All of these attacks have forced McCain to take to the airwaves to defend his record, which he says is conservative enough to match "anybody who is running." Yet the voters don't seem terribly concerned by McCain's transgressions against conservative orthodoxy: after all, he has won more contested* primaries than any other GOP candidate. He has prevailed by emphasizing his national security credentials and by adopting a fiscally conservative message. (According to exit polls, he has attracted voters who prioritize terrorism and Iraq, as well as those who prioritize the economy.) But more important than any part of his message, McCain has won by appealing to independents, who carried him to victory in New Hampshire and South Carolina. McCain actually lost narrowly amongst self-identified Republicans in both states.

But McCain's independent appeal could pose a problem in the upcoming Florida primary and on Super Tuesday, when over 20 states hold primaries or caucuses. Unlike New Hampshire and South Carolina, which have open Republican primaries that allow independents to vote, Florida and many of the major Super Tuesday states have closed primaries that are limited to registered Republicans only.

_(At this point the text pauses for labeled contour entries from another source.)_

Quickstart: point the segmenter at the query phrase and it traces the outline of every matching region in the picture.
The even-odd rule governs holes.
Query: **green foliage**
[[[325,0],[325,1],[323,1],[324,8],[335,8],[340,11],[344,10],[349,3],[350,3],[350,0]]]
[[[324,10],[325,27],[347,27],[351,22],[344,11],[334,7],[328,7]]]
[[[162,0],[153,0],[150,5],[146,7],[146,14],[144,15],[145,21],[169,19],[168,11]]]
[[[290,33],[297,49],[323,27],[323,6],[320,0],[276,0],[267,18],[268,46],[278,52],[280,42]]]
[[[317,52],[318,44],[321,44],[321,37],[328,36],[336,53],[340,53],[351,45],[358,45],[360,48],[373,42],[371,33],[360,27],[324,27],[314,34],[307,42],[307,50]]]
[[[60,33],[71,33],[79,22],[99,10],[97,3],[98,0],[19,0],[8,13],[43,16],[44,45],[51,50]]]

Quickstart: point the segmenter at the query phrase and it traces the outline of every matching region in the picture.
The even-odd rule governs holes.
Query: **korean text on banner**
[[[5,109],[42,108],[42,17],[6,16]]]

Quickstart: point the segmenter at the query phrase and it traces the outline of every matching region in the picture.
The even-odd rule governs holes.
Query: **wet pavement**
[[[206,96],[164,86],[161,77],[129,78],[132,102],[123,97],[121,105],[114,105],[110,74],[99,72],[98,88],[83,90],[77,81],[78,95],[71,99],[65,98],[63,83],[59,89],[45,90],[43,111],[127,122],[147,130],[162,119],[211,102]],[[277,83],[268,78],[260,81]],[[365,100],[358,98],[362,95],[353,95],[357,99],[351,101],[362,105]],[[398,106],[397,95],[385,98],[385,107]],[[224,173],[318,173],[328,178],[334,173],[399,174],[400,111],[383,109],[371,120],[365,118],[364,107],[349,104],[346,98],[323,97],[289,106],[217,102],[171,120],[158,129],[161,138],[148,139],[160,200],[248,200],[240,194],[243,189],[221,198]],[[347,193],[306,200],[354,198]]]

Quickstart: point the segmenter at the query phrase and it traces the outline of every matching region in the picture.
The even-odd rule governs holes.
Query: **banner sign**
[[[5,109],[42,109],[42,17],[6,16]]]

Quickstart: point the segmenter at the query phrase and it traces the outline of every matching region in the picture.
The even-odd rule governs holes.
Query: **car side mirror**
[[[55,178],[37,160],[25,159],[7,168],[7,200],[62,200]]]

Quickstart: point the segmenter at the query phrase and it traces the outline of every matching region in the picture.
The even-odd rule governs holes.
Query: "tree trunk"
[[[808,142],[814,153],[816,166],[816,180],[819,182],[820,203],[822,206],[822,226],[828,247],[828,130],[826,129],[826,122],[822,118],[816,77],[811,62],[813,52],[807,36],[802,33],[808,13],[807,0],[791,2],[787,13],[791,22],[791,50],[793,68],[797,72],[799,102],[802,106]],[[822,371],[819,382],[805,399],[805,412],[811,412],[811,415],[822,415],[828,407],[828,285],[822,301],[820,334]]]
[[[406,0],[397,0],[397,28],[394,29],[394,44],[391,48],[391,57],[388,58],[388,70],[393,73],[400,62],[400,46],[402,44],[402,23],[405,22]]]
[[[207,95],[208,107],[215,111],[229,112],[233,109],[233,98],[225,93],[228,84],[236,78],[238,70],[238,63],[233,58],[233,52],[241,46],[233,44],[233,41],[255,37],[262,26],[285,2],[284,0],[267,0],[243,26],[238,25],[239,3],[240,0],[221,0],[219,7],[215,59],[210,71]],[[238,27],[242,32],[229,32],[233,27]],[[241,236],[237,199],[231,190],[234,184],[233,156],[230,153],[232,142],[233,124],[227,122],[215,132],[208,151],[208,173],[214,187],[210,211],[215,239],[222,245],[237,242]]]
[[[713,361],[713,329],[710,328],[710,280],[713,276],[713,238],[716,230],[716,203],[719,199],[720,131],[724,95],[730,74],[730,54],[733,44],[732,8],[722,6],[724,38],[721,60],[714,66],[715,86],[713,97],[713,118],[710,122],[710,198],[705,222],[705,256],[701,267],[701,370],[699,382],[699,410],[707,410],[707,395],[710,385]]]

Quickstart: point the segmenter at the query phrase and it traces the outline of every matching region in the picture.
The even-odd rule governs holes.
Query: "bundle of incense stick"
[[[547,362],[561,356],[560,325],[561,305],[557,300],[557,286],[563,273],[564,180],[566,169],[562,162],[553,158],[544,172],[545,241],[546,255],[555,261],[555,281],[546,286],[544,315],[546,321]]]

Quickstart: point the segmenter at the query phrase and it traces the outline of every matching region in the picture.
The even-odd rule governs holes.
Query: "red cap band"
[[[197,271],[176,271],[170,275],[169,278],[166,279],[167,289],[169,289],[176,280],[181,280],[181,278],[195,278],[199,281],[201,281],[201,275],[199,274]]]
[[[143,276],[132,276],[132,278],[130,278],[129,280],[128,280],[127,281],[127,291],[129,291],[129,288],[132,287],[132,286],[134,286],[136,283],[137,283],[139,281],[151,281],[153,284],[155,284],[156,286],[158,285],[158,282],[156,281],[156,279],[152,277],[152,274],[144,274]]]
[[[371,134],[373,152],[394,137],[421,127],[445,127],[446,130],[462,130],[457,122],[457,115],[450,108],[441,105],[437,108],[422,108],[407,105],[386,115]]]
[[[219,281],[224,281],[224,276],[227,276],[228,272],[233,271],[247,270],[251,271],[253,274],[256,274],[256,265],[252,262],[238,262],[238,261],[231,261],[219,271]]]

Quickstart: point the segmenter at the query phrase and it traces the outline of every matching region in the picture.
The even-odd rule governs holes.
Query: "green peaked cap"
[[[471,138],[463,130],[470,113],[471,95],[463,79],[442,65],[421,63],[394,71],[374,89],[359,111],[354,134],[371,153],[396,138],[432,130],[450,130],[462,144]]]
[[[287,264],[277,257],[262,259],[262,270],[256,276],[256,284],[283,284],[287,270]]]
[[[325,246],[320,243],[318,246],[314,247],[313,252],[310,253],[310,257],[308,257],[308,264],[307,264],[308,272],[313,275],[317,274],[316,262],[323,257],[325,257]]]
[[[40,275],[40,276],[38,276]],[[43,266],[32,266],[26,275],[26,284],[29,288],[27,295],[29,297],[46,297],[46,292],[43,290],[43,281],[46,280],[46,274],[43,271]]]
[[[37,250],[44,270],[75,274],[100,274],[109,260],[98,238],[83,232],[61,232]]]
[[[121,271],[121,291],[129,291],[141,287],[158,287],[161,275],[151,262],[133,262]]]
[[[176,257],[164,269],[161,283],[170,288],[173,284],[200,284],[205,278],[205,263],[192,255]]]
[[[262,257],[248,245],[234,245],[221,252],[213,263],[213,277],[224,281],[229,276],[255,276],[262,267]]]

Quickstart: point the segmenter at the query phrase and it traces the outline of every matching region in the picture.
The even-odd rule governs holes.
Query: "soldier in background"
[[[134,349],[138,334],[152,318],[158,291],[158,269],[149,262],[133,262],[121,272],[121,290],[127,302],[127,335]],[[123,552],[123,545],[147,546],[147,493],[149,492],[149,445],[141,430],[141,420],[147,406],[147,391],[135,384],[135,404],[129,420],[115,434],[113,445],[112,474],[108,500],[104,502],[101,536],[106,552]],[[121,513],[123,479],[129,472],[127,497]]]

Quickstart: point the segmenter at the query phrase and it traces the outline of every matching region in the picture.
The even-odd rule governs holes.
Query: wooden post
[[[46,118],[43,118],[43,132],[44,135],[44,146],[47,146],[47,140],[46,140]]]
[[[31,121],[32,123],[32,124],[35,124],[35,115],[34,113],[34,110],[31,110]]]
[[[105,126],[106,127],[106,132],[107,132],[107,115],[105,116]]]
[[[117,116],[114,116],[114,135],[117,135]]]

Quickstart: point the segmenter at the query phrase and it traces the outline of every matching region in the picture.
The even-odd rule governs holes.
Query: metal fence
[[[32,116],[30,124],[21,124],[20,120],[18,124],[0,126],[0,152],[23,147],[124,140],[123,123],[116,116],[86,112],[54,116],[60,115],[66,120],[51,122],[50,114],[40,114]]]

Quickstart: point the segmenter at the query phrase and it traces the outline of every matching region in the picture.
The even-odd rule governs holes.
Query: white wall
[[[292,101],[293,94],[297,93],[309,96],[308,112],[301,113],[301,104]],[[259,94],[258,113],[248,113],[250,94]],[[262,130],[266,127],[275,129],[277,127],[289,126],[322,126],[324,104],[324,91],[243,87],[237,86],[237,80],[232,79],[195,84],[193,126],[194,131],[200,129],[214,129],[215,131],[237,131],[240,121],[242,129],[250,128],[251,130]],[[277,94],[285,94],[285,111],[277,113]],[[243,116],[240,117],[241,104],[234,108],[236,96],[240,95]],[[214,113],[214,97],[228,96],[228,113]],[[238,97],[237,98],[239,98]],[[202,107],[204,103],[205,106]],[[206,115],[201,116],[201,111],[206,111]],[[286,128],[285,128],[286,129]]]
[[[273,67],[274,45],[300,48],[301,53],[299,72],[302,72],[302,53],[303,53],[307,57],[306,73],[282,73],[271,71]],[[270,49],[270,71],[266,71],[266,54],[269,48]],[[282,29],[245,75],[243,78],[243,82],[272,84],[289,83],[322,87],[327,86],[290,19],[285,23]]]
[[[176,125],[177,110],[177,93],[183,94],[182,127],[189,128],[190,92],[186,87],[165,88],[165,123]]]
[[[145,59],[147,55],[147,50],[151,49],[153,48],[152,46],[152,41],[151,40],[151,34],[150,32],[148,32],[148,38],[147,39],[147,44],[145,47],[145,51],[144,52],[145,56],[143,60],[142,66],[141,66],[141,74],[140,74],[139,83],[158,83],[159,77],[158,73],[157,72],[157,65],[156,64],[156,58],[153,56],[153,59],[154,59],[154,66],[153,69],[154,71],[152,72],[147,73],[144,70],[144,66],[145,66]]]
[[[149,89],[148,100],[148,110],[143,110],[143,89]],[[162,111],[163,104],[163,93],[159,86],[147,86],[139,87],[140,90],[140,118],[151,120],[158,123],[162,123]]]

If McCain wins in Florida, the conservative leaders who are already up in arms about his candidacy will have to conclude that they are out of step with their constituents, or that party members have been successfully snake-charmed by a man they despise. If that's the case, the conservative backlash against McCain has barely begun.

*This article has been corrected to reflect the fact that McCain has won more contested primaries (NH, SC). Romney has won more primaries total because of his victories in two uncontested states (NV, WY).